Inside Track: Fort Bend appears to be a toss up

SESHADRI KUMAR
Fort Bend County has broken the total turnout of both the 2016 and 2018 general elections in the early voting period alone, with two more days of extended early voting remaining.

About 292,000 people, including 266,263 in person, have voted until Oct. 28, accounting for 61.2 percent of the total 477,000 registered voters in Fort Bend County.

In the 2016 presidential election,the total turnout was 266,857 out of 409,000 voters, marking 65.28 percent turnout.

In 2018, the turnout was 257,743 out of 434,388 total voters, marking 59.34 percent.

At the end of early voting Friday this time, nearly 65 percent of the total registered voters would have already cast their votes, leaving just one-third of the total registered voters or about 160,000 to vote on election day.

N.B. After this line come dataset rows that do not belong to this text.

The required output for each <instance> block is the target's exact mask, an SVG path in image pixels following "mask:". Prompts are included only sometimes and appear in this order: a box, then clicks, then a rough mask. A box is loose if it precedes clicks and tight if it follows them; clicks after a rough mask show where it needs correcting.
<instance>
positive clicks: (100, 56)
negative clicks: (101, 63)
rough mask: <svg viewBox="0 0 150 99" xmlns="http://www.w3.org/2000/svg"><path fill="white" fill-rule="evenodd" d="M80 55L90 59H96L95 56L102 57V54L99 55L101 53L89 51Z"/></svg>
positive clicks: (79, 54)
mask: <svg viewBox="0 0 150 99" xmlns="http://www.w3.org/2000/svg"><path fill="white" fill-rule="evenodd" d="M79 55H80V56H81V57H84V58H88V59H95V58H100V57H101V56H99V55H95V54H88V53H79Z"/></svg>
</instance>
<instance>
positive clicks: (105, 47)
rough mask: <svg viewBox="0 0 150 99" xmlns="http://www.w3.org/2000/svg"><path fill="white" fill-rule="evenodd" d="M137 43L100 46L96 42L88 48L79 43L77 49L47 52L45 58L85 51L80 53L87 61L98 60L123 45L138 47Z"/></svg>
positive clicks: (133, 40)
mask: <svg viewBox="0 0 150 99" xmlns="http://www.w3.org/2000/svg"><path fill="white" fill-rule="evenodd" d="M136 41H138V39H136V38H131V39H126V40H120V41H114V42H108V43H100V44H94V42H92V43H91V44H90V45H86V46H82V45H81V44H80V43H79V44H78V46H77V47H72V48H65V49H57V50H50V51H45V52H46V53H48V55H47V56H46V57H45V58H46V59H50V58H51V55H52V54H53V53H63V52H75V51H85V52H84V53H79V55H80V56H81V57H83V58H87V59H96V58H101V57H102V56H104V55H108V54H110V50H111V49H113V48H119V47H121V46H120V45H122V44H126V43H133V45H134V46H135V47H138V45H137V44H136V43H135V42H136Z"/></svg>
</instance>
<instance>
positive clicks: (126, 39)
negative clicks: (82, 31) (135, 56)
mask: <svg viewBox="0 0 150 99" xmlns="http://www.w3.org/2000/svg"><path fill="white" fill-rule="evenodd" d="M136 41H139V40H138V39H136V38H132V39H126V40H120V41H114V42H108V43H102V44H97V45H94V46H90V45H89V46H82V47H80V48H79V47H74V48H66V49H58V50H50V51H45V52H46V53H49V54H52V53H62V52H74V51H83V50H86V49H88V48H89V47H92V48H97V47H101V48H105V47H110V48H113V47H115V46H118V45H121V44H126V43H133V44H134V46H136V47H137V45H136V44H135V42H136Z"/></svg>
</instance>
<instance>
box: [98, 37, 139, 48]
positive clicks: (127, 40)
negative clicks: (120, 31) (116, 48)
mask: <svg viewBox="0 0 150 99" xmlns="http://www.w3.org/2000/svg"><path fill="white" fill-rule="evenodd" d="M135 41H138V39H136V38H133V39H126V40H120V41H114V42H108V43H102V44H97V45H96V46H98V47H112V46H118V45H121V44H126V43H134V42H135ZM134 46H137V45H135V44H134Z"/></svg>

What does this big turnout mean and where are these additional voters coming from?

According to analysts, most of the Republican primary voters had already voted and the overflow voters are largely first time voters.

In 2018, Democrats swept the local countywide races, with about 6 percent margin of votes and a similar turnout would have assured another Democratic sweep, but a couple of factors may affect that presumption.

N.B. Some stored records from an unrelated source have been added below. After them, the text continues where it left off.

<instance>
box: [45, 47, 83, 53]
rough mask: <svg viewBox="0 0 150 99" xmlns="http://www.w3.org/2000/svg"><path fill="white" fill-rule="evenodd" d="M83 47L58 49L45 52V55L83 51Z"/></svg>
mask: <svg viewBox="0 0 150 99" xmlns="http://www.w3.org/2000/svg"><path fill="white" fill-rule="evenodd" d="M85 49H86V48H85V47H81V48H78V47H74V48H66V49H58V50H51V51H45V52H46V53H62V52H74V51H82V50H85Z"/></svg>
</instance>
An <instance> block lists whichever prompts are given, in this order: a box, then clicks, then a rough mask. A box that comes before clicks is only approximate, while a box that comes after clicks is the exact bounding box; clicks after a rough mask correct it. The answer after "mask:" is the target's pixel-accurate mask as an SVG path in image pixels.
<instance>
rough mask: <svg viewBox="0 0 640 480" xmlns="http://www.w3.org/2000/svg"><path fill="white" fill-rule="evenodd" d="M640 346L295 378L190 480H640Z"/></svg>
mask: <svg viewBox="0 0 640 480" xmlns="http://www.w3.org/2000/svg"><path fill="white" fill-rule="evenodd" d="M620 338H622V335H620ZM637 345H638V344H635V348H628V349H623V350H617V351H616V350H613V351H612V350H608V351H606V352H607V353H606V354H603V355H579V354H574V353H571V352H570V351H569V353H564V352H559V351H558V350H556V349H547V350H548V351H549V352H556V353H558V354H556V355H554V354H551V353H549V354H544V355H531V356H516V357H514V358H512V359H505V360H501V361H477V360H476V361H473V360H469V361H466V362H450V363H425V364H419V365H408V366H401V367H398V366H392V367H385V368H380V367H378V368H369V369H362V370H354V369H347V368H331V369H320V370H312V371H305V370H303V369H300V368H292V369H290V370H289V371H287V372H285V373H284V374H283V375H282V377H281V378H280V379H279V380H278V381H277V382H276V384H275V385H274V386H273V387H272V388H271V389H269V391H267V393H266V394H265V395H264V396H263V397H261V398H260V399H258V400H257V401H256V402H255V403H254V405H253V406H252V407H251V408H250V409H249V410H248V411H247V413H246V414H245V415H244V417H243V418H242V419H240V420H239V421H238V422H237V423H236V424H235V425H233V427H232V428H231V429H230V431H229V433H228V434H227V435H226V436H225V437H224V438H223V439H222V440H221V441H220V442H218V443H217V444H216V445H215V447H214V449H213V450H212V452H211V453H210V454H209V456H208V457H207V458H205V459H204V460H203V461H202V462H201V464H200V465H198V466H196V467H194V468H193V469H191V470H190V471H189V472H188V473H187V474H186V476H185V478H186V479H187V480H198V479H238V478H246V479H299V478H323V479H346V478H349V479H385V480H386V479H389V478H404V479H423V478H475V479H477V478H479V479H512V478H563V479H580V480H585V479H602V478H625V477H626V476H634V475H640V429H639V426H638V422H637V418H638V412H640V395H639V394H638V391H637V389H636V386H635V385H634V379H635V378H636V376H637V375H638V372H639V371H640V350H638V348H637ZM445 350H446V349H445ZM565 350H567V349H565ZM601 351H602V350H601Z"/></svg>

No one knows how the first timers will vote.

Further, the anti-Trump sentiment witnessed in Fort Bend in 2016 seems to have mellowed, however, small that may be.

On top of it, the straight party voting that existed in 2018 is no longer available.

Even in 2016, when Fort Bend voted against Trump, in local races down the ballot, Republicans won.

Instead of becoming Blue, as of now, Fort Bend seems to be a toss up as far as county races are concerned.

Another notable feature of early voting in Fort Bend is that the much-touted mega voting location in Sugar Land’s Smart Financial Center has not lived up to expectations with Cinco Ranch Library emerging the busiest voting location where the highest number of 22,372 have voted so far, followed by Tompkins High School, also in the Katy-Cinco Ranch area with 19,309 votes and Smart Financial finishing third, with 18,143.

Fort Bend County’s Precinct 3, largely comprising Katy area and Pecan Grove, has county’s 35 percent of the population and according to analysts, about 32 percent of them voted early.

On the other hand, Precinct 4 which comprises a large chunk of Sugar Land, has 24 percent of the population and about 27 percent of them have voted.

Precinct 3 is considered a majority Republican area and Precinct 4, which used to be a Republican majority precinct, turned blue in 2018. Telfair and New Territory, with overwhelming minority voters, are in Precinct 4.